Here’s what you’ll see:
Helmholtz-Coil Fields (Electricity)
Two parallel circular conductors both carry current in the same direction. The circles lie parallel to the x-y plane.
A simple example of a Vector Field
Here’s a more formal definition of a vector field. It applies to 3-dimensional space as well.
Definition: A vector field in two dimensional space is a function that assigns to each point (x,y) a two dimensional vector given by F(x,y).
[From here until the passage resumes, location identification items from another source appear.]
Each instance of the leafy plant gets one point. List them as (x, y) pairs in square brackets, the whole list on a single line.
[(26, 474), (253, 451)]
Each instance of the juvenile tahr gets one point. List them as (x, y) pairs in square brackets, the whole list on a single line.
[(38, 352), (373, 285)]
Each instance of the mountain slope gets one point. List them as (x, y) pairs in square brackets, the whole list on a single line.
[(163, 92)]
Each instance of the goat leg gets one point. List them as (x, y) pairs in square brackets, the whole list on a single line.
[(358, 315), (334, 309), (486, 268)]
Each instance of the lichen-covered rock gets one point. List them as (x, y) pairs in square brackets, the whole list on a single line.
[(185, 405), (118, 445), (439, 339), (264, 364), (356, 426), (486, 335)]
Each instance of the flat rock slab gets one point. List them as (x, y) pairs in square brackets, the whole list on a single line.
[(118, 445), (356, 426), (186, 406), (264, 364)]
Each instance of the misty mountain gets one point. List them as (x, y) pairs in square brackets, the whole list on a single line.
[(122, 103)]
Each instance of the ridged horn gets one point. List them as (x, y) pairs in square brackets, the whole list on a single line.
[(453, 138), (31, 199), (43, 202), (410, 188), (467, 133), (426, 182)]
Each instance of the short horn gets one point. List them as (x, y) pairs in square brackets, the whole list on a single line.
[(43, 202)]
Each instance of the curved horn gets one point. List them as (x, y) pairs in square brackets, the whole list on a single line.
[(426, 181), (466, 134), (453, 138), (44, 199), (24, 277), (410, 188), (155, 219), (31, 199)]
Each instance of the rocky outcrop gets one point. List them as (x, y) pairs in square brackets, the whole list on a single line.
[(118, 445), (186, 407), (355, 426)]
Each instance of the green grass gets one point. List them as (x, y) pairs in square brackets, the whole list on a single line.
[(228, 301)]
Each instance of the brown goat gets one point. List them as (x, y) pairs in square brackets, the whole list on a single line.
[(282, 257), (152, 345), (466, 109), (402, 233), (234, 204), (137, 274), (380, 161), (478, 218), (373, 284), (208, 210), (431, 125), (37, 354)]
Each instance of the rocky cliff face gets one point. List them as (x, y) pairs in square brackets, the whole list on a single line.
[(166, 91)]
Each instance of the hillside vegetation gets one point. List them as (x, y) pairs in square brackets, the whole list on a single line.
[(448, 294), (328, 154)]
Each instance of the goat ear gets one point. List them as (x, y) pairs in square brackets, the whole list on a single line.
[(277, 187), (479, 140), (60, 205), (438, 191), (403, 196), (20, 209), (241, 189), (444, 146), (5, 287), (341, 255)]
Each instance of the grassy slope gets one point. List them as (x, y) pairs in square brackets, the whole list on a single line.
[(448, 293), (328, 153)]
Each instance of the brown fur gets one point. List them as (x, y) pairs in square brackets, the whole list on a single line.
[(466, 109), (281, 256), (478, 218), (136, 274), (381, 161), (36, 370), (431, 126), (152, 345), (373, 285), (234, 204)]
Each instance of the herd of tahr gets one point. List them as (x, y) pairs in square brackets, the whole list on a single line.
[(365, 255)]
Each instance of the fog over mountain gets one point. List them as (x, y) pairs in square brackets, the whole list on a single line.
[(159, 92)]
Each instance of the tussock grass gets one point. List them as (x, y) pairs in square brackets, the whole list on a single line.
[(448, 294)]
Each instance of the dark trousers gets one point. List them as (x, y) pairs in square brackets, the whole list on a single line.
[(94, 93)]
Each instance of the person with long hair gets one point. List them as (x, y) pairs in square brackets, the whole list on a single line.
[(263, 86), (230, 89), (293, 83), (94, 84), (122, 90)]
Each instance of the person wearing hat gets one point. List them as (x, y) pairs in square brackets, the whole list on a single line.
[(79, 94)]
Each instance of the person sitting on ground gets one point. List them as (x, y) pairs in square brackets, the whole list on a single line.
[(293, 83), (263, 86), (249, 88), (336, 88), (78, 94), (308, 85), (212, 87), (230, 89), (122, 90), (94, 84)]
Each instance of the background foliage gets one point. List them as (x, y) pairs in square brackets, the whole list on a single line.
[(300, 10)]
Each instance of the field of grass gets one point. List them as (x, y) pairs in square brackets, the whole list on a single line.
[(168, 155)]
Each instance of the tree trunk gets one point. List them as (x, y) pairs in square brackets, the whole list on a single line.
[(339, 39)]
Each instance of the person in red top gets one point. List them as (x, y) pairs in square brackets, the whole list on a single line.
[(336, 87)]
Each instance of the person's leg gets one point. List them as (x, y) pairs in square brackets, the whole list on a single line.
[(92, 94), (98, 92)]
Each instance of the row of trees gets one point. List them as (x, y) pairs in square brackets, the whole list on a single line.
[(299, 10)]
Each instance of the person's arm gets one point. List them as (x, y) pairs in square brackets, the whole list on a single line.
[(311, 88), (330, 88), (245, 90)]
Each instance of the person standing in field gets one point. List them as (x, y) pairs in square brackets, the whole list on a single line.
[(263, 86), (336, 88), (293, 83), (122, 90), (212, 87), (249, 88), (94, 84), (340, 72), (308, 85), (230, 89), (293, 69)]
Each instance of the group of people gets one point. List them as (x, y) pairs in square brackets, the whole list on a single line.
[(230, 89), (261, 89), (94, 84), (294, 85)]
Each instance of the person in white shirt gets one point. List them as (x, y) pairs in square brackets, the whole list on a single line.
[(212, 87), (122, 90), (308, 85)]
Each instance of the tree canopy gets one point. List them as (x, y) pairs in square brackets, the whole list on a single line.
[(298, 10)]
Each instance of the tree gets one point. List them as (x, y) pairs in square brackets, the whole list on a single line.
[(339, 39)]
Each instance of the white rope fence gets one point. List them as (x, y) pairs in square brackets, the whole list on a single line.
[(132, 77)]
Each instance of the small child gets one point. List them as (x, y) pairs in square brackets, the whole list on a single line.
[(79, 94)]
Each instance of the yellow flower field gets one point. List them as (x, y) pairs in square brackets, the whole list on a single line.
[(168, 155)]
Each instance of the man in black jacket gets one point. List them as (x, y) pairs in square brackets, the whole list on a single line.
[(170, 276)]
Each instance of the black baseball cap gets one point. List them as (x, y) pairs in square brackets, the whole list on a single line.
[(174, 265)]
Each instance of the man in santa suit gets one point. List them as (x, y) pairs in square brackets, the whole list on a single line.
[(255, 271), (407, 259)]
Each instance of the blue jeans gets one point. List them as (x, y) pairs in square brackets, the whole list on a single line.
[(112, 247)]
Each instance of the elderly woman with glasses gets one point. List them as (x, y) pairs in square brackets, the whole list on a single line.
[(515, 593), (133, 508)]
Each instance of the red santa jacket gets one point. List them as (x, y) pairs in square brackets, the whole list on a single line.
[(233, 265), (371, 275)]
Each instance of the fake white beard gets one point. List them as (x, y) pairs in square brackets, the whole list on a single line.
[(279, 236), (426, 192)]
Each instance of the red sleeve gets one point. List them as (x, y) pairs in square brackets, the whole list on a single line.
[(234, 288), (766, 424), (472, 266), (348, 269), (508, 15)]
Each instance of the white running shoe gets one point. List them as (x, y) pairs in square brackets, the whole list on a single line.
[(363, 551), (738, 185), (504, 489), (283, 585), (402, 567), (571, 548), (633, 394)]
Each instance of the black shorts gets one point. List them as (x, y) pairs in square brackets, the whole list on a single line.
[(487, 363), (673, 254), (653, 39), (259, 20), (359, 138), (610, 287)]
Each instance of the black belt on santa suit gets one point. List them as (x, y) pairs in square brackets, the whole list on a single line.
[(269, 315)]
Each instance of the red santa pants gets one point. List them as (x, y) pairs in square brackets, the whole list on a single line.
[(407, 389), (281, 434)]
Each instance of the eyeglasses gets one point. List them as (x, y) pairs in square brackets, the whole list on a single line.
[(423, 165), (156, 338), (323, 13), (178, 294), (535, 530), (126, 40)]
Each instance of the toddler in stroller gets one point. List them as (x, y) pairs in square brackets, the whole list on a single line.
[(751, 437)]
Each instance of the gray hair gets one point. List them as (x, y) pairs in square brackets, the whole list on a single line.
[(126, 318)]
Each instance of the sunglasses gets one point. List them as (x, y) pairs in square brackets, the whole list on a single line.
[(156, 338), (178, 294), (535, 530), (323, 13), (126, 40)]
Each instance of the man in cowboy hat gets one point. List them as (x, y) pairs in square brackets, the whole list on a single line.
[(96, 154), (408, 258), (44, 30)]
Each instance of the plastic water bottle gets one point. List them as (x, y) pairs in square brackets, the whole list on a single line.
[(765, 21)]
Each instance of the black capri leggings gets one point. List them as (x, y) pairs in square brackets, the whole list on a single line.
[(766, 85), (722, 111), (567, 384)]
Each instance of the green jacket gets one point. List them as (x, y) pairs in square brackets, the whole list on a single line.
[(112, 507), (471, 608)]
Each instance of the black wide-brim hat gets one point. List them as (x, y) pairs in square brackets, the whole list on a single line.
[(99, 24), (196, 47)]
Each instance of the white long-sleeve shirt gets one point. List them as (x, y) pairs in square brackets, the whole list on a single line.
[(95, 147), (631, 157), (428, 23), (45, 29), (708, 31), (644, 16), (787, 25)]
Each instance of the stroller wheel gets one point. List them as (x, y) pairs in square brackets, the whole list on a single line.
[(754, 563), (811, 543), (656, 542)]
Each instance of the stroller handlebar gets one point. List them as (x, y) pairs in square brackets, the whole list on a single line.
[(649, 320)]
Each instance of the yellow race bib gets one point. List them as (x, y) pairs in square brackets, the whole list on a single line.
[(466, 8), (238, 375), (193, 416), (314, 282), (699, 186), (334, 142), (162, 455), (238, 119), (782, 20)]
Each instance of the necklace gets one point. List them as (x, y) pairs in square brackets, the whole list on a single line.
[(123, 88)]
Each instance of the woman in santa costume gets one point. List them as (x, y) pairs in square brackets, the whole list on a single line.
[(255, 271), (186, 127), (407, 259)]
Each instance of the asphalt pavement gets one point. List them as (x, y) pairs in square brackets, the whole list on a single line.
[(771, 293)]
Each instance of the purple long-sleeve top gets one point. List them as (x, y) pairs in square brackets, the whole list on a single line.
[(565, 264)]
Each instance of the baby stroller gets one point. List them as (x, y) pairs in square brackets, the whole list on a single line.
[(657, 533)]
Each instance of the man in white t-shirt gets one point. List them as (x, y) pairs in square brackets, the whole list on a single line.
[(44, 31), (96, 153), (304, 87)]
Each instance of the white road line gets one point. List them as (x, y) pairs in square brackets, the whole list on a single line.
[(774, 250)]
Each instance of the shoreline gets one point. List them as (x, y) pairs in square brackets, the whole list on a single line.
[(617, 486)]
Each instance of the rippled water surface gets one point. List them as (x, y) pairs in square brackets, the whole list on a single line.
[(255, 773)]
This means every point on the plane has a vector associated with it (with magnitude and direction).
Example: The force operating at a point (x,y) on a surface is given by f(x,y) = (-y,3x)
We could also write this as f(x,y) = -yi + 3xj, where i is the unit vector in the x-direction and j is the unit vector in the y-direction.
Let’s see what this means with 4 points in the plane.
(a) If we are at the origin, (0,0), there is no force at all, since f(0,0) = 0i + 0j
(b) At the point (1,1), the force will be f(1,1) = -1i + 3j, so the force is in the up-left direction, with magnitude √10.
(c) Another point (-1,2) will have force -2i − 3j, which points down-left with magnitude √13.
(d) At the point (-2,-4), the force vector will be f(-2,-4) = 4i − 6j that is, a force of magnitude √52 pointing right and down.
(e) Point (4,4) will have force -4i + 12j, which points up-left with magnitude √160 = 12.65.
Here are the 5 vectors we just described. Notice the forces in the middle of the vector field are very small, and they get bigger as you get further from the origin.
That brings us to the end of our exploration of vector fields. They are not scary, despite the way many textbooks present the topic.